We tried to convince local condom brands to pay us, but they all had traditional, conservative views and weren’t interested. The best we could do was to negotiate free samples that we could later sell, but it quickly became clear that this method wouldn’t work in the long run.

After a year in the business, we were selling $8000 per month with 100% free organic and social traffic, making about 10% net margins and it clearly wasn’t worthwhile to keep trying to expand. La Condoneria had turned into a nice small business that will continue to grow, but will never be a massive business.

But it served it’s purpose. We learned everything there is to know about Chilean ecommerce and the massive opportunities that entrepreneurs can attack.

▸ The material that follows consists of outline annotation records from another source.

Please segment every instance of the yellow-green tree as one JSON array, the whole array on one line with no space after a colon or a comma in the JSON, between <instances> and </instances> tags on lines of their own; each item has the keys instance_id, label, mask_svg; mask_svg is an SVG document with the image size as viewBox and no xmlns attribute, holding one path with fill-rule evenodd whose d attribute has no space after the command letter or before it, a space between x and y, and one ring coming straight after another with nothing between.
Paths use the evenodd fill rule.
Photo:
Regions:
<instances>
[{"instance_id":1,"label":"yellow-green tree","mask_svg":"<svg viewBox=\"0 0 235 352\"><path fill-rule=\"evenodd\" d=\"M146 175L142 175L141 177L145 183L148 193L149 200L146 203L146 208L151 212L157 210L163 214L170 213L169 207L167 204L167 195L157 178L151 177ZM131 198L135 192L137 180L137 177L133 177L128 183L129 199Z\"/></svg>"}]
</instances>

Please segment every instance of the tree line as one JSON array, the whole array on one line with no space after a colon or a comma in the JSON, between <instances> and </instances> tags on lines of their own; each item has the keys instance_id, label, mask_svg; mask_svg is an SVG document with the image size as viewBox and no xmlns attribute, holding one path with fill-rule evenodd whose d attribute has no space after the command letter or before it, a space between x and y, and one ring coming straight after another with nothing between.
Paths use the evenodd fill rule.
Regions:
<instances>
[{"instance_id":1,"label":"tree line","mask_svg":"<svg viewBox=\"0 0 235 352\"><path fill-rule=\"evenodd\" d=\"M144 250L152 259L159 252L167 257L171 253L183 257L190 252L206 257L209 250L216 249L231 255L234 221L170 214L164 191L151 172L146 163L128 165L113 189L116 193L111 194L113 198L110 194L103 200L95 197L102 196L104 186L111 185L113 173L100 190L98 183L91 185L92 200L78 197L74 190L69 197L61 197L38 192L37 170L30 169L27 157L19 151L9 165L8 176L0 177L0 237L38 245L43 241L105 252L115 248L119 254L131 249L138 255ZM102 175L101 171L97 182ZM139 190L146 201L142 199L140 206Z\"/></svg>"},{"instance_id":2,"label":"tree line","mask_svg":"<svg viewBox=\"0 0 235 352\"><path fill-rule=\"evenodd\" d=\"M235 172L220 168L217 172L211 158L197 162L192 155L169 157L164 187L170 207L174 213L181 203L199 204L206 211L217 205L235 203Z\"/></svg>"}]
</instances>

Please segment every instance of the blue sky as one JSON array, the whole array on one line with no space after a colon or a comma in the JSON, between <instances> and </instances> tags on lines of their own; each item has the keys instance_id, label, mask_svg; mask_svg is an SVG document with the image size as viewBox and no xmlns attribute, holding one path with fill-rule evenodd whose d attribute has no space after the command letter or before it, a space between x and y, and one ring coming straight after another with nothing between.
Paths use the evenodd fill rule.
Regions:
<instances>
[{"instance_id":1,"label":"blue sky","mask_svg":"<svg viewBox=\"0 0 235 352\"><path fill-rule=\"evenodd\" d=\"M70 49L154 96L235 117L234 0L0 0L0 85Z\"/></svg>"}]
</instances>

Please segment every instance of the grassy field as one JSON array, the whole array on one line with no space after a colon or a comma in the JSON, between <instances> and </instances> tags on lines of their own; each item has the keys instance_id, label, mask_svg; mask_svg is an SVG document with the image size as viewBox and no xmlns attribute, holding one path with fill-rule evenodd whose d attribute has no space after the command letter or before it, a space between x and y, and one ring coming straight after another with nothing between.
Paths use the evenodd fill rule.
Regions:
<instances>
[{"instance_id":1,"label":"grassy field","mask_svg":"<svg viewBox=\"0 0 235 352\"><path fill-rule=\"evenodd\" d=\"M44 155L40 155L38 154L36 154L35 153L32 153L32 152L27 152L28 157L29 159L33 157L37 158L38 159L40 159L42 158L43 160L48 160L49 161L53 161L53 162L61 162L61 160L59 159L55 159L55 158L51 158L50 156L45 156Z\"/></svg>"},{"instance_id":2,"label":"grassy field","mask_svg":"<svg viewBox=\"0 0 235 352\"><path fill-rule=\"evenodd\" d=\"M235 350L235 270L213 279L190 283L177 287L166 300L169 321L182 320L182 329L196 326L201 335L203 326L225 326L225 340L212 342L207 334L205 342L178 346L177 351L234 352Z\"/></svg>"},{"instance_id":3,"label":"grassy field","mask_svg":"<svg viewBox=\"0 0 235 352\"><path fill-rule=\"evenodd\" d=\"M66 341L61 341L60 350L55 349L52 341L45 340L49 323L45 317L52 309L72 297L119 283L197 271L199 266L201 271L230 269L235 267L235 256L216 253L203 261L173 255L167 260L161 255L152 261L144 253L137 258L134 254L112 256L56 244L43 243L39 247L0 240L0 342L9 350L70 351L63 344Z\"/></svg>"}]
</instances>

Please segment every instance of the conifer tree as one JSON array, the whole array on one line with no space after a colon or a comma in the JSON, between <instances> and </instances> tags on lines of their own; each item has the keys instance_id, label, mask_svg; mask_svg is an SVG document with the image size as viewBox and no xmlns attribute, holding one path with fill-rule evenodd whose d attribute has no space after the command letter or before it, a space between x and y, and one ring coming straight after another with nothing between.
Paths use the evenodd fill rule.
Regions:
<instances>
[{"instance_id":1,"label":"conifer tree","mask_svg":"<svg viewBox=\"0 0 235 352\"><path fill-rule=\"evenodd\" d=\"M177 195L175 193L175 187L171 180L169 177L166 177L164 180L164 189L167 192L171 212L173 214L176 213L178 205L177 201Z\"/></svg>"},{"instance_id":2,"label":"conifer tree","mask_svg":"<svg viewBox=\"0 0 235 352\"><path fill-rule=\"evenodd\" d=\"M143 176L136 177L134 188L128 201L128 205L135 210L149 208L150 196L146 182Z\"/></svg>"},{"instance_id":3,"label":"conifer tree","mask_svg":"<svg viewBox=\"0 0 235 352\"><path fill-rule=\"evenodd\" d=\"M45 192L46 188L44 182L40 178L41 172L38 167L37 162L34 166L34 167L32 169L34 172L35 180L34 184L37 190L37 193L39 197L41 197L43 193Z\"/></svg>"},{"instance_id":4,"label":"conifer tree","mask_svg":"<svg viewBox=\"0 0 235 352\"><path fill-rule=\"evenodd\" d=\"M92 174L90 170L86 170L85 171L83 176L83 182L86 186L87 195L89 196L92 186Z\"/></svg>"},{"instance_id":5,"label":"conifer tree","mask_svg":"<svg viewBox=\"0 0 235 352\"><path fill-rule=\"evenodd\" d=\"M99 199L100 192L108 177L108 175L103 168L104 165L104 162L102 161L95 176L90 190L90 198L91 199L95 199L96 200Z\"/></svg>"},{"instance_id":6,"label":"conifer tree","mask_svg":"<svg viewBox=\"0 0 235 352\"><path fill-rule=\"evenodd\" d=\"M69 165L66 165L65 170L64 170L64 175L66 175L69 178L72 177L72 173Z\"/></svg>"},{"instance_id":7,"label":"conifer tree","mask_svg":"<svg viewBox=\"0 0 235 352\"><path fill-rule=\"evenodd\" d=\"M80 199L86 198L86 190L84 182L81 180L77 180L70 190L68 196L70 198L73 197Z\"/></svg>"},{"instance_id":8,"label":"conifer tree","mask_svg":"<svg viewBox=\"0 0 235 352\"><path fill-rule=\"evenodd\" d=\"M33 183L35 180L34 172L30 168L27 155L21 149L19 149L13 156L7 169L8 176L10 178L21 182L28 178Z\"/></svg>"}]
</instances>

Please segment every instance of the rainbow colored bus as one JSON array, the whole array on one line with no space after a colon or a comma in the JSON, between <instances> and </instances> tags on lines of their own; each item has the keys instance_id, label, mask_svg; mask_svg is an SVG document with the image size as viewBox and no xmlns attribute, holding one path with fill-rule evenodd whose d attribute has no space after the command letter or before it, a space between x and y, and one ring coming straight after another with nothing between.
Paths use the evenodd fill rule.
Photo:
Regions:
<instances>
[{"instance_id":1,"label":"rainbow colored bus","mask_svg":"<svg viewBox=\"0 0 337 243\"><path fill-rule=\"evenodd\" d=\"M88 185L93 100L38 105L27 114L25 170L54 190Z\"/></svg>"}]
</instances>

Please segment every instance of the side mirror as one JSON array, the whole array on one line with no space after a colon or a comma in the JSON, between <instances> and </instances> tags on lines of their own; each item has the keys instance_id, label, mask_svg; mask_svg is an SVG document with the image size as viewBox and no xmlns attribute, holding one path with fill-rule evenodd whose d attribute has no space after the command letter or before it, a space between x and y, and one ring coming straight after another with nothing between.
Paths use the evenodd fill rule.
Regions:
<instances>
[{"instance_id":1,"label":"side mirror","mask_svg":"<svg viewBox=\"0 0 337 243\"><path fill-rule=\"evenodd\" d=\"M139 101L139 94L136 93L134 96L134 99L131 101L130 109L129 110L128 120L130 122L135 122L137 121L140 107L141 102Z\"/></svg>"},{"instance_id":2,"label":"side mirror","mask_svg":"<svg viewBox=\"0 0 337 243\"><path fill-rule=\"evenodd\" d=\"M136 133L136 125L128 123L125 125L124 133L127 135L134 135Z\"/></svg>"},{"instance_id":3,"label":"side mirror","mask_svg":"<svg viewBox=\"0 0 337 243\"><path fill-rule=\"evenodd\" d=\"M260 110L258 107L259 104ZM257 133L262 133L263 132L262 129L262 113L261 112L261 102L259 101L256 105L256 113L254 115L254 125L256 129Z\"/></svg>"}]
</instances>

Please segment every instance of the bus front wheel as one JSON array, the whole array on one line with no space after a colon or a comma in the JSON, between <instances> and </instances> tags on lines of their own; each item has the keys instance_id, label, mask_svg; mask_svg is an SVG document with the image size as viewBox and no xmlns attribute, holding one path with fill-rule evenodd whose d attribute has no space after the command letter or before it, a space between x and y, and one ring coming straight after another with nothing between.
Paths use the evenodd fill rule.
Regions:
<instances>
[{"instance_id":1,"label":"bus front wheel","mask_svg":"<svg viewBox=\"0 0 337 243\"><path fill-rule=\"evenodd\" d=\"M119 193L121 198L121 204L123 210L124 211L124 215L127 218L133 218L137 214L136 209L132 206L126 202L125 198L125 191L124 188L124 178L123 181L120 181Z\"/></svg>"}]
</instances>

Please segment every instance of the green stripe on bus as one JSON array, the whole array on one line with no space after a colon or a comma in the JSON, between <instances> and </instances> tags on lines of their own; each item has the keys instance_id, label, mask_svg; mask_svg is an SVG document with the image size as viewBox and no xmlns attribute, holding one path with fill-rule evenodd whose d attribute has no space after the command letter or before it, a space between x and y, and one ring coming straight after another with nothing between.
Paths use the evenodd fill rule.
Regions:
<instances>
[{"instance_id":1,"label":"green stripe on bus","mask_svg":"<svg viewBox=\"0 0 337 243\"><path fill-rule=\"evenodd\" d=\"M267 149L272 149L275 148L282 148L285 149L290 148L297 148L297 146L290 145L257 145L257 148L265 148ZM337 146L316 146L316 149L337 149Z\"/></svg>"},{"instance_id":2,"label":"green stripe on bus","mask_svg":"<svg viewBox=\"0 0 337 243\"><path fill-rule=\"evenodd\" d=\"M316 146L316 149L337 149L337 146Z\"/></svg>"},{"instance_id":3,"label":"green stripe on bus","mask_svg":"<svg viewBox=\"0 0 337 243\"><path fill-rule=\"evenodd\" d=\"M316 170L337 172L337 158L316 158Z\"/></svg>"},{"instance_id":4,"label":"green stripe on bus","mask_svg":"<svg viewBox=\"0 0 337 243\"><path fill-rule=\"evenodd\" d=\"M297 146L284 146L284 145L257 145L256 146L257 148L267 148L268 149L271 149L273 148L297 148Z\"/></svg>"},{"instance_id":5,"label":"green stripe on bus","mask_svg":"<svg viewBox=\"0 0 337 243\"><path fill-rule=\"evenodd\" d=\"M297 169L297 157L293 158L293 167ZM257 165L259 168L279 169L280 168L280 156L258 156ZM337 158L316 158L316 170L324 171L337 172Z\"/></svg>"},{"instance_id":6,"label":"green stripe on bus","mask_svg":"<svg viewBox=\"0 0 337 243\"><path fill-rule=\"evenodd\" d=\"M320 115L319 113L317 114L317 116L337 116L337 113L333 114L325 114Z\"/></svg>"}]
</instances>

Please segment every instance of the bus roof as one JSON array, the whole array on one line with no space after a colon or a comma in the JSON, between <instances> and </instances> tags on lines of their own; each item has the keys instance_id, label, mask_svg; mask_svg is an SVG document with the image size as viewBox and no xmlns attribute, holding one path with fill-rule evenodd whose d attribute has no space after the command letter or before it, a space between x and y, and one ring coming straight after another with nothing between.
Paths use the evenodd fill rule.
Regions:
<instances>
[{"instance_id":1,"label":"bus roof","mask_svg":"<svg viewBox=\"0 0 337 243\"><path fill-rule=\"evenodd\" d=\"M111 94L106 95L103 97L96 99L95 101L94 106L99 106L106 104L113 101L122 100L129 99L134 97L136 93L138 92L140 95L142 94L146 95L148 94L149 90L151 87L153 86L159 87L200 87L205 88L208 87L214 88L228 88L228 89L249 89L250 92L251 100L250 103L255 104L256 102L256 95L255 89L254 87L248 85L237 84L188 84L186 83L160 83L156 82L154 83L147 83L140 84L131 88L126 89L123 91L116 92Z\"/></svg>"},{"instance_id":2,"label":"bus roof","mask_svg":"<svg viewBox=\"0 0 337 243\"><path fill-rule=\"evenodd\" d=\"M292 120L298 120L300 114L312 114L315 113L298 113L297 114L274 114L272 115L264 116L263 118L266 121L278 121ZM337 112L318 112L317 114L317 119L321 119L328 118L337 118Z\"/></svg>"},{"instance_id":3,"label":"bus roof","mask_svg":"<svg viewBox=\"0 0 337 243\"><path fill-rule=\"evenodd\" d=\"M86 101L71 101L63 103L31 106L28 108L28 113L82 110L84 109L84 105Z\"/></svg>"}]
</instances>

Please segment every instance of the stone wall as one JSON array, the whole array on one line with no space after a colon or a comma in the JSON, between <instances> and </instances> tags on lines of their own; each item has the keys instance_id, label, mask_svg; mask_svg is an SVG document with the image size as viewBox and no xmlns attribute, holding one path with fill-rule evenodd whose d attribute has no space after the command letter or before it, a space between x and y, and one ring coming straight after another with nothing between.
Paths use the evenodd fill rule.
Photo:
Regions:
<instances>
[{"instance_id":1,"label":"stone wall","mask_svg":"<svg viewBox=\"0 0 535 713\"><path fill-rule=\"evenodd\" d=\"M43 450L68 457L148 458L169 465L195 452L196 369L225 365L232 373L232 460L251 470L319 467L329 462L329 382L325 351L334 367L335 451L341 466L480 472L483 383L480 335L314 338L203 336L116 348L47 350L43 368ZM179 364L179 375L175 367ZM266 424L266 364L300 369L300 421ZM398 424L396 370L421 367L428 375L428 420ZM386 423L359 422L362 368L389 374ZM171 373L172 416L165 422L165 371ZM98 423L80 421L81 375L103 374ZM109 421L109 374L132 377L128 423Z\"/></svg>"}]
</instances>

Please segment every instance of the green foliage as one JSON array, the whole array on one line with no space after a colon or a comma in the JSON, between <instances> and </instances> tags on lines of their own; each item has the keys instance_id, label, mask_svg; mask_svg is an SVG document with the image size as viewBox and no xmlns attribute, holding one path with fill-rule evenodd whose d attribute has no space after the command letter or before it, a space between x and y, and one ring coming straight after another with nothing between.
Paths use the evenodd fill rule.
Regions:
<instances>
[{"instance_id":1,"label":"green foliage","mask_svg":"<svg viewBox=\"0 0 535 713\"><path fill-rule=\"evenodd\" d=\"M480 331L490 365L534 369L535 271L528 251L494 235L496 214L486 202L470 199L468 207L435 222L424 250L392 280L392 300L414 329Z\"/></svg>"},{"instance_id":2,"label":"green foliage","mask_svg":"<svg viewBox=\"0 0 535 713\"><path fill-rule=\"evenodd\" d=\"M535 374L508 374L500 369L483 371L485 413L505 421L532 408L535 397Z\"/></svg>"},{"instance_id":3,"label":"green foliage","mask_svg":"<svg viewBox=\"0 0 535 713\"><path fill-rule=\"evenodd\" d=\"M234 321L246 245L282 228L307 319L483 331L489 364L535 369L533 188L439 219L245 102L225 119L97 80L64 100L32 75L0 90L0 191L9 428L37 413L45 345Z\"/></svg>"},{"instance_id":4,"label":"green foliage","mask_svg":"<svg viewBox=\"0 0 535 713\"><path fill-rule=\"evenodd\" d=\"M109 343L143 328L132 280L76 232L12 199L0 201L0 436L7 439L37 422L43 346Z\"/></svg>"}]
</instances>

We decided to spin off La Condoneria to one of my partners who wanted to operate the business to continue to help Chileans buy condoms online.

The three of us are ready to launch our next ecommerce business taking everything we learned from our first La Condoneria to create a highly profitable business.

6. What we learned

If you’re not going to be Amazon or have millions of dollars of VC to attack payments or drop shipping we believe the opportunities are:

  1. Focus on creating your own product, a la Warby Parker
  2. Getting exclusive representation of a product, like our friend Stephen Stynes did with Pouchee.

Delivery, in Chile, for everything except large items is pretty much solved. Payments pretty much work. Infrastructure is well executed with Jumpseller and other competitors, plus Shopify will be moving into the rest of Latam shortly.

From our original list in 2012, many of the ideas have been launched:

  • Baby Tuto – $1m+ annual sales of baby products in chile. Have their own branded delivery for large items.
  • Obzes – makeup marketplace, closed in 2014, probably low margins
  • Briu – Coffee subscription club
  • Mangacorta – Custom tshirts, just raised $120k on Broota, a Chilean equity crowdfunding platform.
  • Pouchee – Purse organizers
  • Linio – Amazon clone from rocket internet
  • Dafiti – Zappos clone from rocket internet
  • Bike stores – Many
  • Dperfumes – Perfume
  • Adorate – Women’s underwear, closed in 2014, low margins, hard to sell online.